Beford called out "Go Mitt!" 13 times during Romney's speech Wednesday at Winthrop.
The crowd - so packed into McBryde Hall that they spilled over into another room - came because the economy in South Carolina, by almost any measure, stinks. Romney spoke almost solely about the economy - that's what people wanted to hear.
"Mitt Romney has business experience that other candidates just do not have," said Beford. "That is what matters in this race."
Donald Rodgers, former chief of the Catawba Indian Nation in eastern York County, said Romney has the business and government experience to get the country back on track.
"Look at what he has done in business - his record speaks for itself," Rodgers said after the speech.
Even before the speech started, the businessman who ran a state as a governor was what these supporters wanted to talk about.
"The guy has the look, the experience, of a president," said Lane Taylor of Fort Mill, who owns a courier business. "I look at Romney and I see Ronald Reagan. He's confident, presidential. He can win.
"These other candidates, I just don't see it."
In conservative York County in conservative South Carolina, few - if any - mentioned Romney's Mormon religious beliefs, either.
"The economy is the issue," said Scott Slagle, a Fort Mill landscaping business owner.
At the Romney rally, there was no talk about the social issues and other tenets of conservatism in Republican politics that had so dominated other candidates' visits in the past week.
Romney made no mention about social issues in his speech, and few in the crowd talked about it before, during or after the speech. For Romney people, what matters is money - the ability to make it in a free market.
Banker Kyle Curtis of Rock Hill said the economy was why he came to the speech and the economy is why he supports Romney.
"Mr. Romney impressed me today - he talked about the things that we need to do in the economy," Curtis said. "He has the business experience. He sees the big picture."
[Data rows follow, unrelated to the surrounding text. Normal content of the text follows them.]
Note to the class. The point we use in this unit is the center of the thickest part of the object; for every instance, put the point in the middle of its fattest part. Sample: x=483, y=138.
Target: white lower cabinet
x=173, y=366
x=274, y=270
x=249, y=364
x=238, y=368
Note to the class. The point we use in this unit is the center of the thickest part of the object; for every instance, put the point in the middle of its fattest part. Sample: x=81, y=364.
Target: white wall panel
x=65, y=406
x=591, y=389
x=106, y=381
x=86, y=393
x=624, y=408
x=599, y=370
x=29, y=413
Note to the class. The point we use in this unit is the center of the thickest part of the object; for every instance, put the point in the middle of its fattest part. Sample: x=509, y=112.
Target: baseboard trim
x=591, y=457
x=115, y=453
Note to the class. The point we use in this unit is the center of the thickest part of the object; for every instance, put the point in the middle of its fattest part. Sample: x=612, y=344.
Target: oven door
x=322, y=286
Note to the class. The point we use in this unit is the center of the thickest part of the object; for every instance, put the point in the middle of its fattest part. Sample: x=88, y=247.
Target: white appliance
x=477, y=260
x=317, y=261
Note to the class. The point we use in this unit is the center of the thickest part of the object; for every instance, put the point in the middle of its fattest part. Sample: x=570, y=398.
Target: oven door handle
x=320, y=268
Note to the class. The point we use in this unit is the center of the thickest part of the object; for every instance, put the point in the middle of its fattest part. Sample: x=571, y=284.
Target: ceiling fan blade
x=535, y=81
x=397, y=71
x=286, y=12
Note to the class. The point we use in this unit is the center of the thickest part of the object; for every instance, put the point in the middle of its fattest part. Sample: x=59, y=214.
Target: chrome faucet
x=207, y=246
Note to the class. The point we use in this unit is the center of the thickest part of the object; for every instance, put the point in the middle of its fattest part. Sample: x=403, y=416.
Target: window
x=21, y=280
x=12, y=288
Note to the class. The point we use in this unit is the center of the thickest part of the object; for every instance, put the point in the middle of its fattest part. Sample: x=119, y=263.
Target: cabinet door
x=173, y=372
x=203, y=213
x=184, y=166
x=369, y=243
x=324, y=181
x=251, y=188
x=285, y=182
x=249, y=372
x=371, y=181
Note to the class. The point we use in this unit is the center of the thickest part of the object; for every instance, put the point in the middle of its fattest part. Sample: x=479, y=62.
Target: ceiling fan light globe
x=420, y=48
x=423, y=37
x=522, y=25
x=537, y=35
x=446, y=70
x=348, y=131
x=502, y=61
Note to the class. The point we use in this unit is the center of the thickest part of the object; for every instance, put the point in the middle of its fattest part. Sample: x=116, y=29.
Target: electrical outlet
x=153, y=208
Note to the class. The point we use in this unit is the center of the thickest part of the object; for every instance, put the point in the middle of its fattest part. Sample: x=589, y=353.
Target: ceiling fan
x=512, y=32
Curtis and Stephanie O'Rourke, a friend who is a stay-at-home mother, even pulled their kids out of school to attend the rally.
O'Rourke said she hasn't made up her mind about Saturday's primary vote, but she said the issues that matter to her, the ones that will eventually help her choose a candidate, is simple: "Jobs and the economy."
Nobody showed up to hear Romney speak in Rock Hill looking for screams and shouts. Supporters put it bluntly about why they went to hear him speak and why they back him - Romney is the only candidate who can re-ignite the American economy and put people back to work.
The rally was not zany. The rally was not wild. The rally was not fervent.
But that is not who Romney is or who his supporters are.
The rally was a mix of young and old, white collar and blue collar, supporters who are worried about purses and wallets.
Bill Thornton of Rock Hill, who worked in food industry sales all his life and is still at it at 69, said Romney's economic record separates him from the other candidates - and Thornton attended two of the other candidates' functions last week to hear for himself.
Thornton and his wife, Ginnina, who immigrated from El Salvador more than 20 years ago, said after the event in a quiet talk about the candidates that the economy is what matters - and Romney spoke in his speech to the subject that matters most.
The Thorntons did not come to Romney's rally to jump around or scream. They came to listen and to see if they found their guy.
"Getting the country back on track, in jobs and business, is by far the most important issue in this race," said Thornton. "Romney is the only one who can beat President Obama. That's the goal."